# Fan configuration in my be quiet! silent base 800



## Eliomiller (May 8, 2016)

Hi. So here it comes my case 140mm front fan burned and I decided to change my fans to another color.I have a filter at the bottom(hard access to it) and front (easy)and nothing at the back. I have qfan support on my x99 sabertooth to configurate their speed.I need you'd help to decide about exhaust/ intake.
Here's my material:
-2 sp140 white
-2 sp 140 blue
- 1 af 120 blue
-2 be quiet pure wings 120mm for cpu
The back and the top are unfiltered and unfortunately my pc is on the corner of the room where there's drapes/curtains on the wall. The back us 10 cm far and the top is really bad when it comes to dusts and I don't have any filter option there. How can I make a positive air pressure using some ways to control the dust in this environment? Help me out.Id like some precision regarding fan speed.thanks


----------



## newconroer (May 8, 2016)

Theoretically more exhaust = less dust however it doesn't always work to any great degree. Additionally more exhaust means less warm air stagnating inside the case but the reality is that component cooling is down to the fans/heatsink/cooling solution that are close to the components themselves, a few centimeters away. Fans at the front of your case, blowing in what started out as ambient temperature air, isn't going to affect your components directly and nor will it indirectly by any margin worth noting, because it's all just warm air being blown around.

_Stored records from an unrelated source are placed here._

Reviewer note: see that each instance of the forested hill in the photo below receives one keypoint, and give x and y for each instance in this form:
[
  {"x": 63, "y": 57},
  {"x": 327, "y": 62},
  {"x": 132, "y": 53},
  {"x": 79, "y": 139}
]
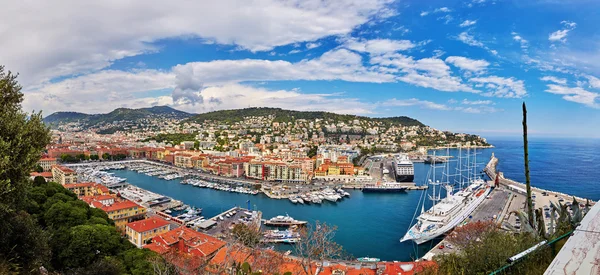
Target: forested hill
[
  {"x": 281, "y": 115},
  {"x": 120, "y": 114}
]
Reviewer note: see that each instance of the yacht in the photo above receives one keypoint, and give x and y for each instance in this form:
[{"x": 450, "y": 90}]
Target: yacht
[
  {"x": 283, "y": 221},
  {"x": 404, "y": 169},
  {"x": 447, "y": 213}
]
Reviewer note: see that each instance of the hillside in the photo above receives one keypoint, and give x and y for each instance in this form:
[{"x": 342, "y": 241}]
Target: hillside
[
  {"x": 120, "y": 114},
  {"x": 281, "y": 115}
]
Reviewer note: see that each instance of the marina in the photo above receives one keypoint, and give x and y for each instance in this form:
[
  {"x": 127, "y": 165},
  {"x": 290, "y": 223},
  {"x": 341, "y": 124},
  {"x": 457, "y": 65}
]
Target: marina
[{"x": 385, "y": 227}]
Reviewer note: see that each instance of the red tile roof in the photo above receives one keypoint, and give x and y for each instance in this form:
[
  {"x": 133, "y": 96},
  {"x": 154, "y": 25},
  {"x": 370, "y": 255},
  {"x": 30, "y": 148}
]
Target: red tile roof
[
  {"x": 193, "y": 242},
  {"x": 64, "y": 169},
  {"x": 42, "y": 174},
  {"x": 118, "y": 205},
  {"x": 147, "y": 224}
]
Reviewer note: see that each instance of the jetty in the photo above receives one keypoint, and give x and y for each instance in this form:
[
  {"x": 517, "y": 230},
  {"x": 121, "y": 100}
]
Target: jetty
[{"x": 504, "y": 200}]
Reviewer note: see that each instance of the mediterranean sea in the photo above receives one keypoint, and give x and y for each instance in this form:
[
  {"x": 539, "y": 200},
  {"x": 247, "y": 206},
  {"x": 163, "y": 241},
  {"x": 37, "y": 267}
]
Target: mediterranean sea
[{"x": 372, "y": 224}]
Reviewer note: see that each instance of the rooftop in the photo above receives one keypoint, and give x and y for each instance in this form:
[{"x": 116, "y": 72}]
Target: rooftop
[
  {"x": 147, "y": 224},
  {"x": 580, "y": 254}
]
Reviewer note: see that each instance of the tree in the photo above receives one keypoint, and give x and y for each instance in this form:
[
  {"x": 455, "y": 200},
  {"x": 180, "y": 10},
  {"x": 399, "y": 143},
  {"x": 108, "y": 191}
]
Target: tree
[
  {"x": 23, "y": 138},
  {"x": 106, "y": 156},
  {"x": 39, "y": 168},
  {"x": 316, "y": 245},
  {"x": 39, "y": 181},
  {"x": 526, "y": 157}
]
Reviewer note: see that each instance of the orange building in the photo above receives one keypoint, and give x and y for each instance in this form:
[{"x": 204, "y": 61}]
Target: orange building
[
  {"x": 141, "y": 232},
  {"x": 87, "y": 189},
  {"x": 186, "y": 248}
]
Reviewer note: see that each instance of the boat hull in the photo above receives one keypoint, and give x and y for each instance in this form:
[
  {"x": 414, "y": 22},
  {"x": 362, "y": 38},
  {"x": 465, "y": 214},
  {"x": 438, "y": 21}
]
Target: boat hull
[
  {"x": 405, "y": 178},
  {"x": 422, "y": 238},
  {"x": 383, "y": 190}
]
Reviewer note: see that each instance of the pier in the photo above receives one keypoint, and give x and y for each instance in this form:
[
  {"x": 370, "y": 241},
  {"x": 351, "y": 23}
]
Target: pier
[{"x": 510, "y": 196}]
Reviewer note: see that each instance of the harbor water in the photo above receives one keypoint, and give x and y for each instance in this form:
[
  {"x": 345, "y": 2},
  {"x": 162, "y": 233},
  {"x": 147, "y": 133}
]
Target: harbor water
[{"x": 371, "y": 224}]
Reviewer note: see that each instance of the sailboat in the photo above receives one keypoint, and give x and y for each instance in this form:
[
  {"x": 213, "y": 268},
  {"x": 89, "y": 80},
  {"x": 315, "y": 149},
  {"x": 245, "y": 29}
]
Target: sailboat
[{"x": 447, "y": 213}]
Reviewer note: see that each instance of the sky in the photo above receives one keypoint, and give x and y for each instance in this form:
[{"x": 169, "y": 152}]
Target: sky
[{"x": 455, "y": 65}]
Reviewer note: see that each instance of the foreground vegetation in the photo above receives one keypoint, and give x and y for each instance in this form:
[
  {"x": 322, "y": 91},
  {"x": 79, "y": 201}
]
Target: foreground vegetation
[{"x": 44, "y": 226}]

The old adage of two in : one out is a fair ratio, but it won't create significant cooling or dust buildup in contrast to say two in : two out, or one in : three out.

No matter what you do, you'll be cleaning dust out of your case regardless. Maybe it takes two months, maybe three, it will still need to be done.


Given your described situation, I would suggest :

*Case *

As many SP140 as you can fit at the front (intake) _(700 RPM) [static speed, motherboard controlled in BIOS ]_
As many SP140 as you can fit at the side (exhaust) _(700 RPM) [static speed, motherboard controlled in BIOS]_
One AF 120 at the bottom (intake) _(700 RPM) [static speed, motherboard controlled in BIOS]_
No fans at the top (if you can block off the top); As many SP140 as you can fit at the top (if you cannot block off the top) _(600 RPM) [static speed, motherboard controlled in BIOS]_

*CPU
*
Install a Noctua NH-C12P SE14 cooler_ (960 RPM / 1260 RPM) [variable speed - two modes, low and hi, motherboard controlled in BIOS]_


----------



## EdInk (May 9, 2016)

Eliomiller said:


> s


More exhaust will encourage dust to come through other unfiltered vents, nooks and crannies  (assuming all fans move equal amount of air.
As it appears, you only have 2 filtered intakes (2 x 140 at front, 1x 120 at bottom) Theoretically, 140mm fans will move more air. Just have more air into case than exhaust. Front 2x140, Bottom 1x 120. Rear 1x 120, Top 1x 140mm.. once set up do the smoke test....I use some scent sticks to check starting with all fans (case fans only) at 100% and reducing to point when/if the smokes starts going into case through open vents.


----------



## Eliomiller (May 10, 2016)

That's actually what I did:3 exhaust on the top-rear and 2 front intake. The fans on the top and the front are equal. So I suppose it's all about the qfan configuration now.I saw the video of jayztwocents. He have more exhaust than intake but with positive air pressure using some software tweaks ti configure fans speed I guess it's possible. So assuming I have 2 front 2 top as sp140 and 1 af120 at the back with 1 pure wings 2 on my air cooler.how can I setup the speed so I can have exhaust cfm < cfm intake.note: the cpu fan can only be set up as 4 pin.the rest can't be placed under 50% speed so take into consideration.and at 80c all the fan will turn at 100% so idk If it will ever get that hot but it will eventually becomes negative.ps: I got a Windforce gtx 980 ti with 3 fans. I don't know if it makes a difference


----------



## EdInk (May 10, 2016)

Eliomiller said:


> ^^^


Use the motherboard fan headers to segregate your fans...2 front fans on one fan header, 2 top on one header and connect rear to another header or direct to PSU (7V adapter)...that way you can control them in groups... you can also use the *SPEEDFAN software* (tricky to setup but worth it....I use it to control 13 fans in my case) to TURN OFF the top exhaust when the PC is idling or you are web browsing...that way it'll stay positive and quiet...on load, make rpm of intake fans higher than exhaust fans.

Knowing the effects of the GPU fans is going to be a case of experimenting with the smoke test.


----------



## Eliomiller (May 10, 2016)

But will the speed fan conflict with the bios qfan? Or they work independently


----------



## EdInk (May 10, 2016)

Eliomiller said:


> But will the speed fan conflict with the bios qfan? Or they work independently


Speedfan takes over completely when launched. I use an Asus mobo with qfan too, no conflicts and very stable software. the best feature of speedfan is you can tie the fan rpm to GPU temp, whereas qfan will only tie to cpu or motherboard.


----------